The board of directors can also use this authorisation for the issuance of convertible bonds, warrants or bonds to which warrants or other tangible values are connected, or other securities.

When exercising its authorisation within the framework of the authorised capital, the board of directors can limit or cancel the preferential subscription right of the shareholders in the interest of the company, subject to the limitations and in accordance with the conditions provided for by the Belgian Companies and Associations Code. This limitation or cancellation can also occur to the benefit of the employees of the company or its subsidiaries or to the benefit of one or more specific persons even if these are not employees.

§3. If, pursuant to a capital increase that has been decided within the framework of the authorised capital, an issuance premium is paid, this shall be booked on the account "Issuance Premiums", that shall serve as guarantee for third parties in the same manner as the company's share capital and of which, apart from the possibility to convert this reserve into share capital, can only be disposed in accordance with the conditions provided for by the Belgian Companies and Associations Code in respect of amendments to the articles of association. The board of directors may also use the abovementioned authorisations in order to issue new shares under the par value.

§4. The board of directors is hereby expressly empowered to proceed with a capital increase in any and all form, including but not limited to a capital increase accompanied by the restriction or withdrawal of the preferential subscription right, even after receipt by the company of a notification by the Financial Services and Markets Authority (FSMA – Autorité des Services et Marchés Financiers/Autoriteit voor Financiële Diensten en Markten) of a takeover bid for the company's shares. Where this is the case, however, the capital increase must comply with the additional terms and conditions laid down in the Belgian Companies and Associations Code. The powers hereby conferred on the board of directors remain in effect for a period of three years from the date of the amendment to these articles of association approved by the extraordinary shareholders' meeting of 9 May 2022. These powers may be renewed for a further period of three years by resolution of the shareholders' meeting, deliberating and deciding in accordance with applicable rules. If the board of directors decides upon an increase of authorised capital pursuant to this authorisation, this increase will be deducted from the remaining part of the authorised capital specified in the first paragraph.

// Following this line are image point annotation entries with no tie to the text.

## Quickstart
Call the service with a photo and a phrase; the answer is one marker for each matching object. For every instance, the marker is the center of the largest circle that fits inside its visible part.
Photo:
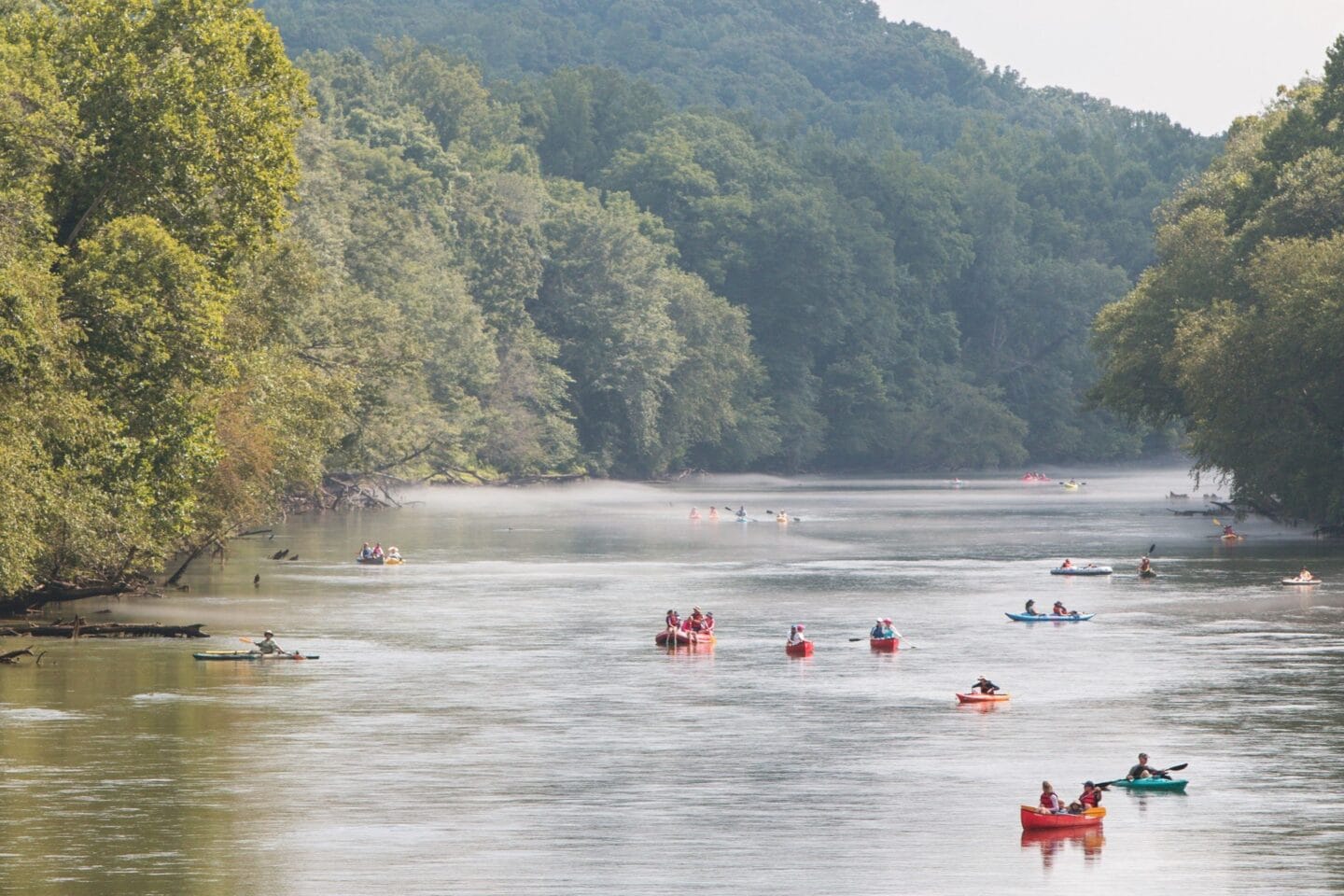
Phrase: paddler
(268, 644)
(1141, 770)
(1048, 798)
(1090, 798)
(984, 685)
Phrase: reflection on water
(494, 718)
(1054, 843)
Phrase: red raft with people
(1035, 819)
(696, 630)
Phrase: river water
(494, 718)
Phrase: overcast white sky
(1203, 62)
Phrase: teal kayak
(1154, 783)
(250, 654)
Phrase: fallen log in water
(79, 629)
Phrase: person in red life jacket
(1090, 798)
(1048, 798)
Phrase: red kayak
(1034, 819)
(686, 638)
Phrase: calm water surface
(494, 718)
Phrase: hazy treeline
(1237, 329)
(919, 244)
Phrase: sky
(1202, 62)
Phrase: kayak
(686, 638)
(250, 654)
(1081, 571)
(1152, 783)
(1050, 617)
(1035, 819)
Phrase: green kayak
(1154, 783)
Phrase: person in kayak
(1090, 798)
(268, 644)
(1142, 770)
(1048, 798)
(984, 685)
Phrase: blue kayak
(1074, 617)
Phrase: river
(494, 718)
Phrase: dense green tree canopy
(1236, 330)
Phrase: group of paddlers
(699, 623)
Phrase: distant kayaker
(1048, 798)
(1090, 798)
(1141, 770)
(984, 685)
(268, 644)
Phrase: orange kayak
(1034, 819)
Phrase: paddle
(1160, 774)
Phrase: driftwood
(77, 627)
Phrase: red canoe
(686, 638)
(1035, 819)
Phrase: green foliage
(1236, 330)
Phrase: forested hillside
(1237, 329)
(919, 244)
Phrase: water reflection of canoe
(1035, 819)
(686, 638)
(250, 654)
(1154, 783)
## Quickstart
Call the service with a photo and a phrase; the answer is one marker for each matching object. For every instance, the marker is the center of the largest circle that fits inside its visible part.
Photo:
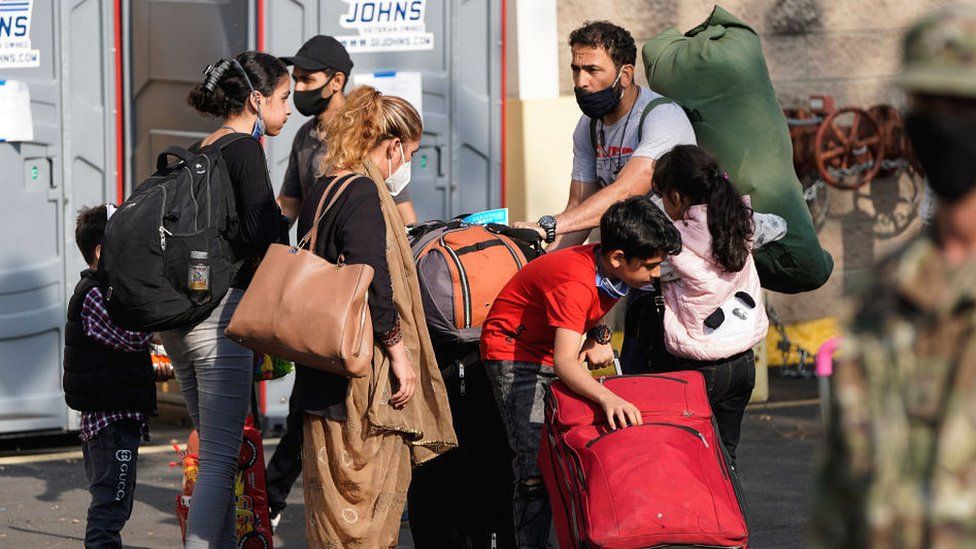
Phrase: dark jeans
(286, 464)
(729, 381)
(520, 389)
(110, 463)
(729, 384)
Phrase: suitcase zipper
(559, 464)
(654, 423)
(465, 291)
(518, 262)
(162, 214)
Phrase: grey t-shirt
(666, 125)
(306, 153)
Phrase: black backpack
(186, 206)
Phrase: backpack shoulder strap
(221, 143)
(593, 133)
(647, 110)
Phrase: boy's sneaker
(275, 520)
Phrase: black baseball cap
(319, 53)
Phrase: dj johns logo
(386, 25)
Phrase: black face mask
(311, 102)
(601, 103)
(946, 147)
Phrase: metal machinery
(846, 148)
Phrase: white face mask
(400, 178)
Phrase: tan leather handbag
(302, 308)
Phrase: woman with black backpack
(249, 93)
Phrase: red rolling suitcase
(664, 483)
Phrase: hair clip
(213, 73)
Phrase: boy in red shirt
(535, 332)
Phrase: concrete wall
(845, 48)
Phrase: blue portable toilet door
(32, 292)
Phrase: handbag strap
(312, 235)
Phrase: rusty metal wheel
(848, 148)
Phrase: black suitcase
(464, 498)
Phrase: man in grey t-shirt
(322, 68)
(615, 144)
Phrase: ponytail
(365, 120)
(229, 83)
(730, 224)
(694, 173)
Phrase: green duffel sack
(716, 71)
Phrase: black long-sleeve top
(260, 222)
(355, 228)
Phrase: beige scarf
(357, 471)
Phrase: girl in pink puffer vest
(713, 310)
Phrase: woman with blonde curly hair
(363, 435)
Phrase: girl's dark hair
(224, 89)
(89, 230)
(639, 229)
(693, 173)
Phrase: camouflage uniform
(900, 468)
(900, 463)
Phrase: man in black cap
(321, 71)
(322, 68)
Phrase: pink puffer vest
(710, 314)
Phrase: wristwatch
(600, 334)
(548, 223)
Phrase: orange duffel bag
(461, 269)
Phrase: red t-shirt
(557, 290)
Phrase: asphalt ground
(44, 500)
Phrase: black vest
(98, 378)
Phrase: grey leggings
(215, 377)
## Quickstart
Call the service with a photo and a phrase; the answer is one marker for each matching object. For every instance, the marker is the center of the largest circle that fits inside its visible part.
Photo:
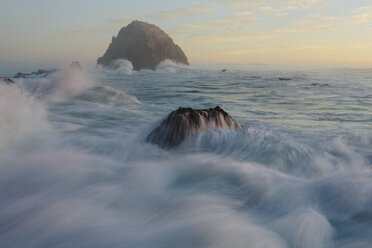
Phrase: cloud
(193, 10)
(303, 4)
(268, 9)
(240, 3)
(363, 16)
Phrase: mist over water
(75, 170)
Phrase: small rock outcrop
(75, 66)
(185, 122)
(144, 45)
(6, 80)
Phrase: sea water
(75, 170)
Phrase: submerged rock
(6, 80)
(144, 45)
(75, 66)
(185, 122)
(40, 72)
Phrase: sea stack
(144, 45)
(185, 122)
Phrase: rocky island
(144, 45)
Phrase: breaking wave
(101, 185)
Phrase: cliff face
(143, 44)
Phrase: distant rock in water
(6, 80)
(144, 45)
(185, 122)
(75, 66)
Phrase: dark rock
(21, 75)
(185, 122)
(6, 80)
(39, 72)
(144, 45)
(75, 66)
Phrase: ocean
(75, 170)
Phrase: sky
(273, 32)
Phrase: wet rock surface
(6, 80)
(185, 122)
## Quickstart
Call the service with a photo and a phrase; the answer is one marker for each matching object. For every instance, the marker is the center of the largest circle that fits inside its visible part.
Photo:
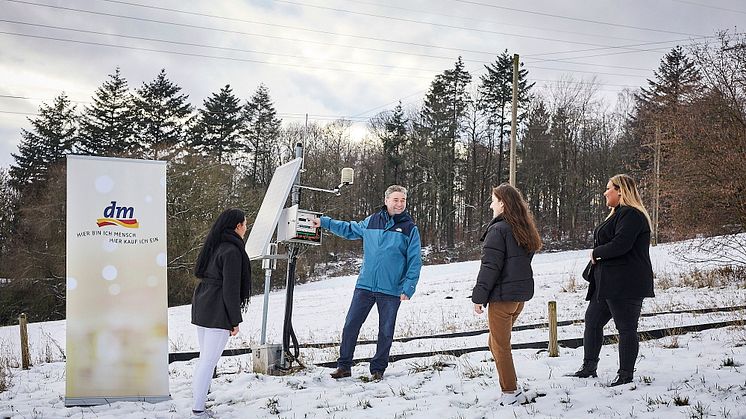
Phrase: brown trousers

§5. The board of directors is authorised, with power of substitution, to amend the articles of association after each capital increase realised within the framework of the authorised capital, in order to bring them in line with the new situation of the share capital and the shares."

Vote:

The proposal was put to the vote. It is adopted as follows:

1/ Number of shares for which votes have been validly cast: 43,911,598

2/ Percentage that the above number of shares represent in the capital: 57.6%

3/ Number of votes validly cast: 43,911,598

of which

FOR 40,103,191
AGAINST 3,808,407
ABSTENTION 0

The proposal is therefore approved.

SIXTH RESOLUTION: Renewal of the authorisation granted to the Board of Directors by virtue of Article 15(1) of the Articles of Association and amendment of Article 15(1) of the Articles of Association.

Comment to the agenda item: The Board of Directors requests the Meeting to take note of article 15(1) of the Company's articles of association. The Board of Directors proposes to the Meeting to renew the authorization granted to the Company, according to which the Company may, without the prior authorization of the shareholders' meeting, acquire its own shares, in accordance with the provisions of articles 7:215 and seq. of the Belgian Code on Companies and Associations and the Company's articles of association, for a new five-year period, as from the publication in the Annexes to the Belgian Official Gazette of the relevant amendment to the Company's articles of association decided by this Meeting, and to amend article 15(1) of the Company's articles of association as proposed.

The Meeting decides to renew the authorization provided in article 15(1) of the Company's articles of Association, according to which the Company may, without the prior authorization of the shareholders' meeting, acquire its own shares, in accordance with the provisions of articles 7:215 and seq. of the Belgian Code on Companies and Associations and the Company's articles of association, for a new five-year period, as from the publication in the Annexes to the Belgian Official Gazette of the relevant amendment to the Company's articles of association decided by this Meeting, and to amend article 15(1) of the Company's articles of association as follows:

"§1. The company may, without any prior authorization of the shareholders' meeting, in accordance with articles 7:215 and seq. of the Belgian Companies and Associations Code and within the limits set out in these provisions, acquire, on or outside a regulated market, its own shares, for a price which will respect the legal requirements, but which will in any case not be more than 20% below the lowest closing price in the last thirty trading days preceding the transaction and not more than 20% above the highest closing price in the last thirty trading days preceding the transaction. This authorization is valid for five years from the date of the publication in the Annexes to the Belgian Official Gazette of the amendment to these articles of association approved by the extraordinary shareholders' meeting of 9 May 2022.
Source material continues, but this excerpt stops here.